20 juillet 2013

Tout bien réfléchi


Un texte de Laurent Giner nous parvient…

Céret 2013… La réussite tient à peu de choses. Après les férias de 2010, 2011 et 2012, nous pensions que l’avenir était assuré. Le niveau des courses cérétanes dépassait toutes nos espérances. Nous avions l’impression d’assister tous les jours à une corrida concours. Les maestros et les picadors jouaient le jeu. Hormis quelques varas mal placées, le niveau était largement au-dessus de la moyenne, beaucoup plus élevé que dans les autres plazas françaises ou espagnoles. Que s’est-il donc passé lors de l’édition 2013 ? Pourquoi des premiers tiers aussi mauvais alors que 50 % des picadors étaient présents en 2011 et 2012 ? Sont-ils tous devenus mauvais, subitement ?

Personne ne peut y croire, mais tout le monde l’a constaté. Pour preuve, nous observerons que la majorité des prix dévolus aux picadors sont restés desiertos. 

Pour comprendre ce qui va suivre, il faut savoir que l’Adac exige, depuis toujours, que ses toros soient piqués avec des piques espagnoles réglementaires, celles fabriquées par le puyero García. Ce qui oblige la cuadra de caballos engagée à Céret, à louer les caisses de piques au fabriquant espagnol.

Lors de la dernière tertulia, dimanche soir dans les arènes, c’est Bernard Raviglione, président de l’Adac, qui a ouvert la réflexion.

Pendant la discussion, nous avons appris que des picadors étaient montés au créneau, dès le matin, afin de pouvoir piquer avec la pique Bonijol. Après recherche et investigation rapides, il s’agirait notamment de Gabin Réhabi, le picador arlésien. Étonnant de la part de ce garçon réservé, presque timide, de vouloir imposer sa loi aux organisateurs cérétans. Ou alors peut-on imaginer que d’autres personnes l’aient poussé à se rebeller.

Mais, au fait, Gabin n’est-il pas le plus beau fruit de la cuadra Bonijol ? Et là tout s’enchaîne, tout s’explique.
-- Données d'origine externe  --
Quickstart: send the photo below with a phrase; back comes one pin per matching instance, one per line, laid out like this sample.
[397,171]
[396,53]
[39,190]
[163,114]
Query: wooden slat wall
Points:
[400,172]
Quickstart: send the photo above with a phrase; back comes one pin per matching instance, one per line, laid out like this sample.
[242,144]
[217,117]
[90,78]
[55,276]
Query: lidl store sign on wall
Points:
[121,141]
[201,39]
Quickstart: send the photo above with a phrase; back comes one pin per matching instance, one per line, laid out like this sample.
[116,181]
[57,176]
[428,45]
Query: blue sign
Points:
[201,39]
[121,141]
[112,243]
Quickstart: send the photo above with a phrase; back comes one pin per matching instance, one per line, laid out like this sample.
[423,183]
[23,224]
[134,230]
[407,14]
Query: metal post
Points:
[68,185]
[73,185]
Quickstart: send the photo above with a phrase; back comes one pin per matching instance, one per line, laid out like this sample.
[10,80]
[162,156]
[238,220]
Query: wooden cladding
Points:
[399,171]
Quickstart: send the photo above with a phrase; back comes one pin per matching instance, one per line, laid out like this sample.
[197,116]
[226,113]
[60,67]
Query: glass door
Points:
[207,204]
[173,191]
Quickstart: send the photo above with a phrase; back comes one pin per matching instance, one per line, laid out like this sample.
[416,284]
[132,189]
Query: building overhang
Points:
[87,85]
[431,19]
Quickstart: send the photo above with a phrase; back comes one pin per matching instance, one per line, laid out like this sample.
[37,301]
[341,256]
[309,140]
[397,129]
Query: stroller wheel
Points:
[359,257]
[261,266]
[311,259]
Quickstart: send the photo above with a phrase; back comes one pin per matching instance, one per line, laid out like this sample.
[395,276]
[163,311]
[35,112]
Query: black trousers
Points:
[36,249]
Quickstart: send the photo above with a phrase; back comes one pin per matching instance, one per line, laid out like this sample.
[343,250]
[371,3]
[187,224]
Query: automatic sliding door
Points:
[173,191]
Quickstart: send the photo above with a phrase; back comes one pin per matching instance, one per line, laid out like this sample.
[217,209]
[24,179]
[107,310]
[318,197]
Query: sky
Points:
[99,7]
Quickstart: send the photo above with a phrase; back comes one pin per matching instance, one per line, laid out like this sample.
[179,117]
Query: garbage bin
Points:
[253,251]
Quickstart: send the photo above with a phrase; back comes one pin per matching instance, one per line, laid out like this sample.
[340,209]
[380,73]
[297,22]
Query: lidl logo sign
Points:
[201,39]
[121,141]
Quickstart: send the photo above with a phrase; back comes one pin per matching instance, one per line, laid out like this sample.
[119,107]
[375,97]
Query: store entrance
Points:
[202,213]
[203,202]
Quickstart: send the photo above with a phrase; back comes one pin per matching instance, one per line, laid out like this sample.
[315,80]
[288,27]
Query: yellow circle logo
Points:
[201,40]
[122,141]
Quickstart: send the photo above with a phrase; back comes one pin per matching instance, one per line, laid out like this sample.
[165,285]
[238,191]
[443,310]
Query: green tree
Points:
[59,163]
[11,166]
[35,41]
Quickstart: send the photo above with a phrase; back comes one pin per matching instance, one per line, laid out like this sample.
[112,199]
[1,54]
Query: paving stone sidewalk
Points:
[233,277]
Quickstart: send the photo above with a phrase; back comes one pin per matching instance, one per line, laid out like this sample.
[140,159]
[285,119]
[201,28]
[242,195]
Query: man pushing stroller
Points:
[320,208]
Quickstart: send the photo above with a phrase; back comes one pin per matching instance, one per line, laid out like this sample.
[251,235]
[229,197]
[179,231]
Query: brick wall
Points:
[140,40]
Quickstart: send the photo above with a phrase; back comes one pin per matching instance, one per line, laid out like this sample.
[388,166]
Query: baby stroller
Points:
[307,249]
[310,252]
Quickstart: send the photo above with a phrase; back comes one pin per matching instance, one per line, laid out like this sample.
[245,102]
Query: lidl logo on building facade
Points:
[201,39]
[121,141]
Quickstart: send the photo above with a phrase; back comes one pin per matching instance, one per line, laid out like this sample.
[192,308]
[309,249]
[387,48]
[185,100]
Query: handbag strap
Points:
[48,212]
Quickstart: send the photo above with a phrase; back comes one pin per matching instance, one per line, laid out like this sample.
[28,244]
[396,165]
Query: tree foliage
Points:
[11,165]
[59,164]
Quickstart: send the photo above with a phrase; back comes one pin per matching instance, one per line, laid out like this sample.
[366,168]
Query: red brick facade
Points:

Les picadors ne sont-ils pas devenus les moyens de pression des fabricants de puyas, qui les utiliseraient pour conserver leurs parts de marché ? Céret en a été le meilleur exemple. Pression du puyero García via certains picadors face à la pression du puyero Bonijol et de ses amis proches. Résultat pour nous, aficionados, et pour l’Adac : une très mauvaise féria au regard du premier tiers.

L’Afición n’a pas à subir les problèmes des marchands du temple taurin, et les aficionados organisateurs méritent un plus grand respect.

L’ANDA, qui s’était réveillée en décembre dernier afin de faire réagir l’UVTF , ne s’était pas trompée. Qu’a fait cette dernière depuis ? Nada. Pourtant, il ne lui coûterait rien de mener une analyse comparative des différentes piques. Si ce n’est la volonté de le faire…

Après l’utilisation de la pique espagnole, de la pique andalouse, de la pique Bonijol ou de la pique Heyral, nous avons eu droit, ce week-end, à la « pique cérétane ». En effet, cerise sur le gâteau, afin de satisfaire son client, M. Bonijol a équipé ses propres piques du cordage dont elles sont habituellement dépourvues pour les rendre semblables aux piques officielles. En tant qu’assesseur au palco, dimanche après-midi, j’ai pu le constater moi-même en procédant à l’ouverture de la caisse des piques. En termes polis, on appelle cela « pousser le bouchon un peu trop loin ».

Ceci dit, Bonijol et García ont raison. N’étant pas des philanthropes, ils profitent d’un vide réglementaire. Celui qui effectue le meilleur lobbying décroche la timbale ! Pour l’instant, les empresas Bonijol et Heyral ont l’avantage, car elles fournissent aussi la cavalerie.

Le drame, c’est que personne ne met en place les analyses comparatives. Même l’ADA de Parentis, alors que son représentant à l’UVTF était contre, s’affiche maintenant pour la pique Bonijol. 

L’UVTF, grâce à son président convaincu, laissera pourrir la situation jusqu’à ce que soit validé un état de fait quasi généralisé.

Si les petites arènes comme Céret, Vic-Fezensac, Orthez, Parentis-en-Born, Roquefort, Saint-Martin-de-Crau, Alès… ne se mobilisent pas, il ne faudra rien attendre des grandes plazas.

Messieurs les organisateurs aficionados, prenez les choses en main. L’Afición compte sur vous. Nous voulons des analyses concrètes afin de pouvoir remettre à l’UVTF un rapport complet.